Cyber-Sex In The City
by adam harbinson
The newspaper headlines read; ‘Virtual affair leads to real-life divorce for UK couple.’ The story told of a 28 year-old woman called Amy Taylor who last week filed for divorce on the grounds of unreasonable behaviour; her husband admitted to falling in love with another woman. She said she found them cuddling on a sofa.
‘It looked really affectionate,’ she said. ‘And then he confessed he'd been talking to this woman in America for weeks. Our marriage was over; he didn't love me any more.’
Sad, but not all that unusual; except that the woman on the sofa didn’t really exist, she was a fictional character in an Internet game. Taylor went on to say that their marriage started to fall apart a year ago after she caught her husband having cyber sex with a virtual prostitute.
I don’t know how widespread that sort of thing is, but I guess it’s on the increase, and it sounds to me like a worrying trend. But why do people do that? Could it be that their lives are so empty and aimless that they have to create a virtual world where they can act out their imaginations that will never be fulfilled in reality? Or is the attraction that in their make-believe relationships they don’t have to take responsibility for unrestrained behaviour?
Running parallel to this is a perception that Christians are dull, boring people. Now I couldn’t possibly comment on that, except to say that I know many who are and many who aren’t, similarly I know many who claim not to be Christians who are dull and boring and many who aren’t, so I guess your faith or lack of it isn’t a factor.
One of my favourite movies is Shirley Valentine. Made in 1989 it’s the story of a middle-aged woman who realises that life is passing her by and she takes steps – still not too late – to put things right.
There’s a wonderful monologue in the film as the central character Shirley Valentine sits forlornly on a beach in Greece contemplating the utter futility of her life in working-class Manchester. She says, ‘I have lived such a little life. I’ve allowed myself to lead this little life when inside me there was so much more. And it’s all gone unused.’ And then there’s a tear in her voice as she turns to speak to the camera and pleads; ‘Why do we get all these feelings and dreams and hopes if we don’t ever use them?’
Like Shirley Valentine most of us live little lives, we take our phenomenal creativity and originality with us to the grave with a little label tied to it; ‘Returned unopened.’

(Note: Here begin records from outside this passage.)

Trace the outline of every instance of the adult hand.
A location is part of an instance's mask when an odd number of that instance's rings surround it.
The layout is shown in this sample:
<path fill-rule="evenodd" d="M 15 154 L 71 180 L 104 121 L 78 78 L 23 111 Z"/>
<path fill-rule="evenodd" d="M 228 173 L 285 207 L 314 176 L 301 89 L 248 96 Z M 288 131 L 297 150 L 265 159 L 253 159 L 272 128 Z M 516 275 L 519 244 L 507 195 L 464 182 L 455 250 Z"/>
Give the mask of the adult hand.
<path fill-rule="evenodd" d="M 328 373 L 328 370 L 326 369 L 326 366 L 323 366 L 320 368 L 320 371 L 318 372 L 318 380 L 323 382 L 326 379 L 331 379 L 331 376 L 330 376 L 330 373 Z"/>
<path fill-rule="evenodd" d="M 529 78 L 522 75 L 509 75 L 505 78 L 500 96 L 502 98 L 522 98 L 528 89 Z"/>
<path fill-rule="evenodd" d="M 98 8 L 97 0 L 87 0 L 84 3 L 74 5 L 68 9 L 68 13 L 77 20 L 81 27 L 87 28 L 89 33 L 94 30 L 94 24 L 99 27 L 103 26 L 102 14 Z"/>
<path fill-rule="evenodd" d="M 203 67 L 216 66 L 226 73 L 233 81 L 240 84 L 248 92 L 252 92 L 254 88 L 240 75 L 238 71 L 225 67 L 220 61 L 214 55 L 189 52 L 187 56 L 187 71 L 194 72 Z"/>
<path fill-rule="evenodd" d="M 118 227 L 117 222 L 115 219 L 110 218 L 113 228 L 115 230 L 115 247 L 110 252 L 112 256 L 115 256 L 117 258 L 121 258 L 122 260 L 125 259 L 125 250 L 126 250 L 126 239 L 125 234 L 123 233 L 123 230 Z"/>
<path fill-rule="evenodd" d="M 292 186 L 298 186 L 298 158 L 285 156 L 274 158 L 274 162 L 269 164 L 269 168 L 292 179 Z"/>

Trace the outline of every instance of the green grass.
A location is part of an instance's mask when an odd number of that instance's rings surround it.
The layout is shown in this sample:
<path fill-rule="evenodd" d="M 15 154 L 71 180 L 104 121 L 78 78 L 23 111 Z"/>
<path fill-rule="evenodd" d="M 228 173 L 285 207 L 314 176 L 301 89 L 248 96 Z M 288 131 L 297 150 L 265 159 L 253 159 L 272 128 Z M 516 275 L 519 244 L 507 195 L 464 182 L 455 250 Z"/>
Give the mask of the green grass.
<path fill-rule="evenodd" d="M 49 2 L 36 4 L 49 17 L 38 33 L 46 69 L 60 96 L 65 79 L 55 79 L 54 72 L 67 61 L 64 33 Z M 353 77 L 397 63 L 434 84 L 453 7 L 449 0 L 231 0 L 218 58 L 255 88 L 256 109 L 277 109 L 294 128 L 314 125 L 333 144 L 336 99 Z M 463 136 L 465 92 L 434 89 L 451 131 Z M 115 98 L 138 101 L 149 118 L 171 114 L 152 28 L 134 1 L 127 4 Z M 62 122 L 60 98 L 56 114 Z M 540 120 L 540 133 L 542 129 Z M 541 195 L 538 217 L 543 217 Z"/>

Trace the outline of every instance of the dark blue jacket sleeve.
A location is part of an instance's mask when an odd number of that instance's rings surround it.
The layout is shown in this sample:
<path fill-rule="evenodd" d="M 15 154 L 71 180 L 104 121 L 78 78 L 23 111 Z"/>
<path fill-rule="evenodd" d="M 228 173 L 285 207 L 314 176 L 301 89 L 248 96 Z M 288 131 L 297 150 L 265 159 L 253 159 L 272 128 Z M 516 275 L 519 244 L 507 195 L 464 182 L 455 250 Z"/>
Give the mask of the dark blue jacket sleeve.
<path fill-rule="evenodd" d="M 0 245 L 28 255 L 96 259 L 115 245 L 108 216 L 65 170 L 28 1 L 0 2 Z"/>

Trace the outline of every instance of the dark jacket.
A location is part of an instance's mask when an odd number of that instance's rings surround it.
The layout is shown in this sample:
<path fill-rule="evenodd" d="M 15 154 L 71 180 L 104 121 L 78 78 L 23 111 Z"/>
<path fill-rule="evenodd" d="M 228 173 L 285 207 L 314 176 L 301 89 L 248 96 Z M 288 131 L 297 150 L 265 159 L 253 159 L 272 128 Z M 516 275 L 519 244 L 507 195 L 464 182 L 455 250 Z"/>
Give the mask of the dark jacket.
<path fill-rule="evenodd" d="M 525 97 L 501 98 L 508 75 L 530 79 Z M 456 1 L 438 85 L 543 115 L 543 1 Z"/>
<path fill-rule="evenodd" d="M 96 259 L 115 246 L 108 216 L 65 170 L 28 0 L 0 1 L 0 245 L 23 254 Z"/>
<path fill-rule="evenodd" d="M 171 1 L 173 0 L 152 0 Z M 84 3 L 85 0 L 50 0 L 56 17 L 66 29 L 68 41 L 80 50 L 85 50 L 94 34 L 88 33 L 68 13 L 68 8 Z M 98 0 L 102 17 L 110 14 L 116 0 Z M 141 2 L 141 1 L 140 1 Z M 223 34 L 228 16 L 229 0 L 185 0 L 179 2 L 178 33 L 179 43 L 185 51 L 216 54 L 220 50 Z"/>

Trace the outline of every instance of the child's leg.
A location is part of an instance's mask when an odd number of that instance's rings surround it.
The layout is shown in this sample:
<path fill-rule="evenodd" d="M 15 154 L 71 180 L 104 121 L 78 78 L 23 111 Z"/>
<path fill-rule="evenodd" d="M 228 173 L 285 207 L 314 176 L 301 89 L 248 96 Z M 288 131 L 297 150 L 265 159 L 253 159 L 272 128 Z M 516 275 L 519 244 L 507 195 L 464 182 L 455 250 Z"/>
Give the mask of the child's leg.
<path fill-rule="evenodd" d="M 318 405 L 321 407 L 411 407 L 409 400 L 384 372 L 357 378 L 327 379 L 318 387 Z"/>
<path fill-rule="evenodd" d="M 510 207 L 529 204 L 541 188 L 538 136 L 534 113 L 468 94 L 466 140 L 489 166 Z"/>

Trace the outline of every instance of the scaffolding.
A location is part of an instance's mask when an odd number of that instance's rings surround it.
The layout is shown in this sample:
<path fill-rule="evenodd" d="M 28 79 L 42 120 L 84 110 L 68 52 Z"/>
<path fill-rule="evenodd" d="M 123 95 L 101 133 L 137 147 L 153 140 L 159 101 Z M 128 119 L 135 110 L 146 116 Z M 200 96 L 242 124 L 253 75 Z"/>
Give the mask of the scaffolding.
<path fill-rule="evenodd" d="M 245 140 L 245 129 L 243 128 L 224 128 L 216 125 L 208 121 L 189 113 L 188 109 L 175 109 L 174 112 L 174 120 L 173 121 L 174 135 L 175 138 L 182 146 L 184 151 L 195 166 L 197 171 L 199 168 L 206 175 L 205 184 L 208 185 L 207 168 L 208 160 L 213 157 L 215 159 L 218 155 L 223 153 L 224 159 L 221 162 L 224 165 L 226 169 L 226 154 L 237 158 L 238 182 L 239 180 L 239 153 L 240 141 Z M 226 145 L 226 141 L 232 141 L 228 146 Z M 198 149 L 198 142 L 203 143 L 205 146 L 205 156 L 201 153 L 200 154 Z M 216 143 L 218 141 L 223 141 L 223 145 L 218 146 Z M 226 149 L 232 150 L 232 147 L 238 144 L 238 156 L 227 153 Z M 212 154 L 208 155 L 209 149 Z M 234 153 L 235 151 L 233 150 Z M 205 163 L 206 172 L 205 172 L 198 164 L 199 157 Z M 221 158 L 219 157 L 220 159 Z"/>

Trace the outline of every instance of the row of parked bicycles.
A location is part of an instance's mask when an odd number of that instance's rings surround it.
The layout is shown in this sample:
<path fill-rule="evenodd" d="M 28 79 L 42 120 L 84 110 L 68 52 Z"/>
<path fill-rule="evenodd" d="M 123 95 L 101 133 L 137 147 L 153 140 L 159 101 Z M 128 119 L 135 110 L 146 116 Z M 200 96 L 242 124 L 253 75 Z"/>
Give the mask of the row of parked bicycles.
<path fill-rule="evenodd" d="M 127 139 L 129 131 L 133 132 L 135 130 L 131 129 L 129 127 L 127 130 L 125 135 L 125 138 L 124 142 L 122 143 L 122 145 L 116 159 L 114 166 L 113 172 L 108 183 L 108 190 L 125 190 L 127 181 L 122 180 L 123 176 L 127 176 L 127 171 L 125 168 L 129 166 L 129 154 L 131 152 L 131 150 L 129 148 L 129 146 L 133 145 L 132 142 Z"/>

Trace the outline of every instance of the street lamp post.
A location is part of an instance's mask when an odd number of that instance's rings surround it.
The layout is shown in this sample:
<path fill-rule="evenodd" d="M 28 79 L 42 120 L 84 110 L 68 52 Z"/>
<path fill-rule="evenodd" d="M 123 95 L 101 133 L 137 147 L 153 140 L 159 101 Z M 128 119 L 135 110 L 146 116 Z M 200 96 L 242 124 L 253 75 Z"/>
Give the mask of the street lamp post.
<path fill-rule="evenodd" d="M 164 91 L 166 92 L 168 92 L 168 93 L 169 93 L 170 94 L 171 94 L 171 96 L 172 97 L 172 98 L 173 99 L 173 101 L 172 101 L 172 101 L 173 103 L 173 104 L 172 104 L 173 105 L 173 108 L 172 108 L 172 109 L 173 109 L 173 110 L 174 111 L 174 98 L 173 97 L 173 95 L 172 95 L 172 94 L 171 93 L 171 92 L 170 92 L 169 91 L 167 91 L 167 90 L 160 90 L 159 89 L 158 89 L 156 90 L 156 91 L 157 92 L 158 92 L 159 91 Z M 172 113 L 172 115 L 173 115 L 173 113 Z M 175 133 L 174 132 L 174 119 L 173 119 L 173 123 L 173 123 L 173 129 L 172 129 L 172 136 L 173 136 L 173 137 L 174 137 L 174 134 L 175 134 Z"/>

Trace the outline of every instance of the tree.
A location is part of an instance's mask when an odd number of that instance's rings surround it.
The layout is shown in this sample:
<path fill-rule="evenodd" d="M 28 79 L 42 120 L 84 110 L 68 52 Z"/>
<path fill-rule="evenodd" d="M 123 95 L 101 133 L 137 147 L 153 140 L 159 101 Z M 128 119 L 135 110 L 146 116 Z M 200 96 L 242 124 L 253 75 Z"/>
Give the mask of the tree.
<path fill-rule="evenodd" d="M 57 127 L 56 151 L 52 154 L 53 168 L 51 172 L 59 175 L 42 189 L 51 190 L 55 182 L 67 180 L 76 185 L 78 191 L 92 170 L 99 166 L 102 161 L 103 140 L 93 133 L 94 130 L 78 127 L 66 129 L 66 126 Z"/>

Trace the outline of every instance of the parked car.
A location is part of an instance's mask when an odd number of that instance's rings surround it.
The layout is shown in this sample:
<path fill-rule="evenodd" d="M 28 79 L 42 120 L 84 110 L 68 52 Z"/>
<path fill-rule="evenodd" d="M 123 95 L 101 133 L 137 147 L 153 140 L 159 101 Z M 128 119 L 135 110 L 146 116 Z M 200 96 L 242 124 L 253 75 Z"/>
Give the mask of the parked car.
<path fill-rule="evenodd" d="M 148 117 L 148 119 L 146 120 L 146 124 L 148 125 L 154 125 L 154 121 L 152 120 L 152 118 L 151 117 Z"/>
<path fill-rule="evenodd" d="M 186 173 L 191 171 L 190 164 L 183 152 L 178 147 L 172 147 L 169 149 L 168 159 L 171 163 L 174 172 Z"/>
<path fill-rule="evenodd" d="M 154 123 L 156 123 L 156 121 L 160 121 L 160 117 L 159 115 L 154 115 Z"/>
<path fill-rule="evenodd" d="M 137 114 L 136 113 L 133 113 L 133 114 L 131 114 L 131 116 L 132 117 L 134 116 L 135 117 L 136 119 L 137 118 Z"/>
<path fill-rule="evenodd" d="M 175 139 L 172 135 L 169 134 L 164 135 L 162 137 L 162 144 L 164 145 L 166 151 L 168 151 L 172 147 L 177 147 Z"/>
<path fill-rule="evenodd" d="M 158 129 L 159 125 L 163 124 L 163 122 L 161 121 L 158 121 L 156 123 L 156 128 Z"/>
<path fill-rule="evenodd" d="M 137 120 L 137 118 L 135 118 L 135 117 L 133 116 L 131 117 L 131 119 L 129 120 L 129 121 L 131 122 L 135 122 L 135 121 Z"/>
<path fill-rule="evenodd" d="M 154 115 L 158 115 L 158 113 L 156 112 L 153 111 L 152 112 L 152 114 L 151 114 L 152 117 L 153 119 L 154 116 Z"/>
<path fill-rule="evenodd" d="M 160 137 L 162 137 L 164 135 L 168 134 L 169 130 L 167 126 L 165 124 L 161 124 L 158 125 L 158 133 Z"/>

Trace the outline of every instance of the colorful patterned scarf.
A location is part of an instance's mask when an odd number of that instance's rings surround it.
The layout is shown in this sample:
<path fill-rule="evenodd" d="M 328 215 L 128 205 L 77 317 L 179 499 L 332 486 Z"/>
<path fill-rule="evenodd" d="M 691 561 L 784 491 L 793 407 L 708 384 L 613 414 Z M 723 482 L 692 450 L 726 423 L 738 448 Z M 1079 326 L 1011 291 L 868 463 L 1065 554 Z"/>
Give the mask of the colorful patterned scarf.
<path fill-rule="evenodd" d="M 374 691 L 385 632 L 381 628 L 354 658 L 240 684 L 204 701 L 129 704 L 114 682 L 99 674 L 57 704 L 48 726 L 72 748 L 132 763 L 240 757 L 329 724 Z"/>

Now, I don’t talk a lot about evangelism because it’s a grossly misunderstood topic. But I’ll say this, if the secret ever gets out that human beings were made in the image of God, the ultimate Creator, can you imagine what would happen? Queues would form spontaneously at the door of every church in the land, Sunday after Sunday, for on the one hand you’ve all these people who are so unhappy and unfulfilled that they’re sacrificing their marriages by having imaginary sex with computer images, and on the other hand you would have a bunch of people crackling with life and creativity and boundless energy and ideas and a sense of purpose.
Makes me wonder how anyone could define evangelism as dreary looking men in grey suits stuffing gospel tracts into the hands of longsuffering passers-by.